Div1 250 - TimeTravellingGardener

Once I noticed this problem, I knew it was going to take me a long time.

The idea is actually simple, imagine that at least two of the trees will stay in their position, then we can find two of such trees, and generate a straight line from them. Then we can iterate through all the other trees and see if their tops are already in the line, else verify that their tops can be reduced so that they touch the line. And pick the pair of points that would require the least amount of cuts (time traveling).

But for that, we need to ask "Is a case that leaves less than one tree intact possible?" As a matter of fact, it is, and I only found out about it after coding the two trees solution, example 1) actually has a case in which only one tree is left intact.

There are good news though, if we assume that exactly one tree will stay intact, then we can change all of the other trees' heights. The simplest thing to do in this case is to set these trees' heights to be equal to the tree that will stay intact. In fact, we can just cut all the trees so that their heights become equal to the minimum, and then we will have a straight line that will go through their tops. Since all sequences of heights will have a minimum, we can assume that the result will be n-1 in case it is not possible to pick two trees that form a valid straight line (previous step).

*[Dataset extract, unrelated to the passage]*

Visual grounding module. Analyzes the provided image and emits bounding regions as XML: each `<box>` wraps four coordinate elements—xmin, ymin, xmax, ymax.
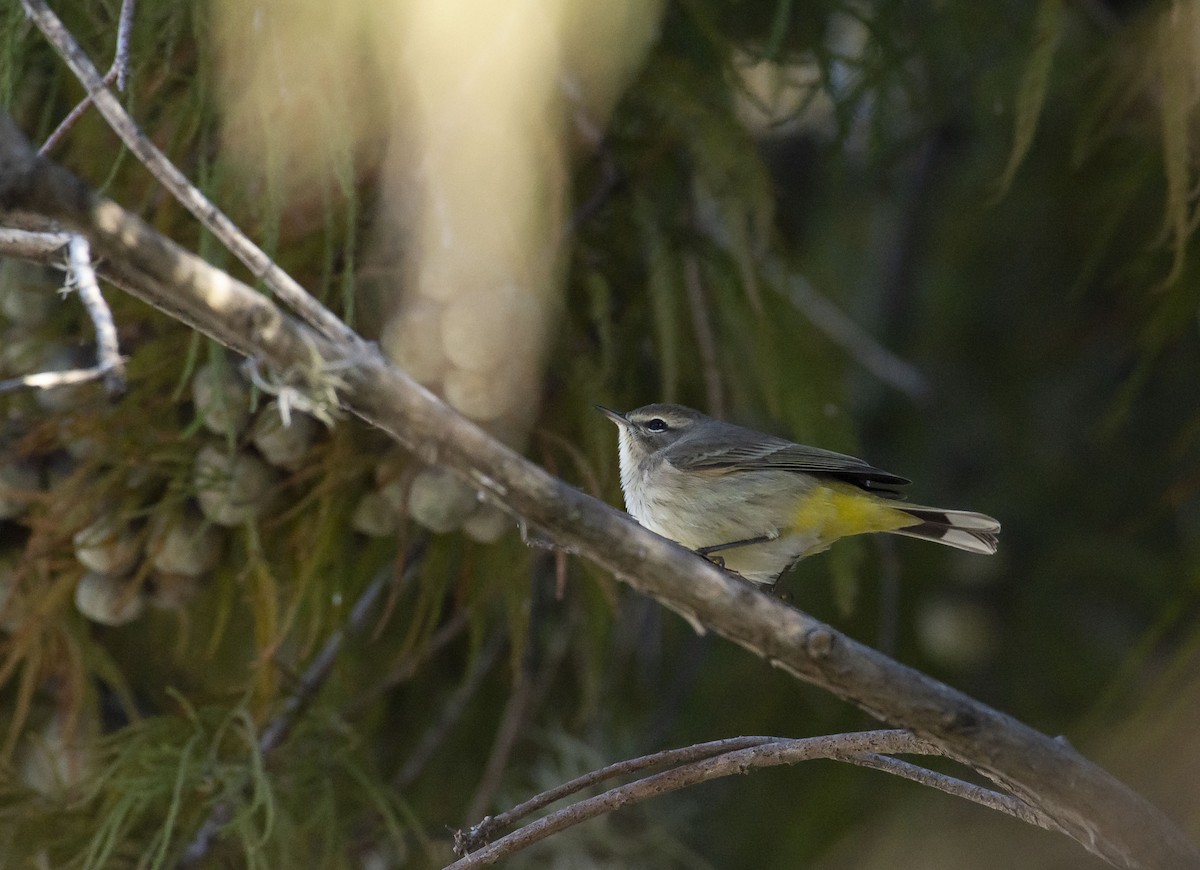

Back to that previous step, the checks needed for this iteration are tricky. Imagine trees i and j were picked to be part of the straight line, and we want to check if tree k belongs to that line. Assume that i < j (without loss of generality). Also assume we have arrays x[] and y[] that hold the top points' (x,y) coordinates for each tree (x would be the position of the tree and y its height). Then we can say that (dx = x[j]-x[i]) and (dy = y[j]-y[j]). We can say that the slope is dy/dx . Then what about (tx = x[k]-x[i]) ? Well, then for the point to belong to the straight line, (ty = x[k]-x[i]) must be equal to tx*(dy/dx)...

Then we have a equation;:

ty = tx*(dy/dx)

It is always recommendable not to use floating point numbers if it is not necessary, many people actually failed system tests because of precision errors, we can change last equation to:

ty * dx = tx * dy

Then we do not need integers for that. If (ty * dx = tx * dy) is true then it is not necessary to cut the tree. Otherwise it is necessary to cut the tree. There are still two things to consider, and this is the part in which I had the most trouble: a) It is not possible to "cut" a tree so that its height becomes larger than its original value. And b) It is not possible to "cut" a tree so that its height becomes negative.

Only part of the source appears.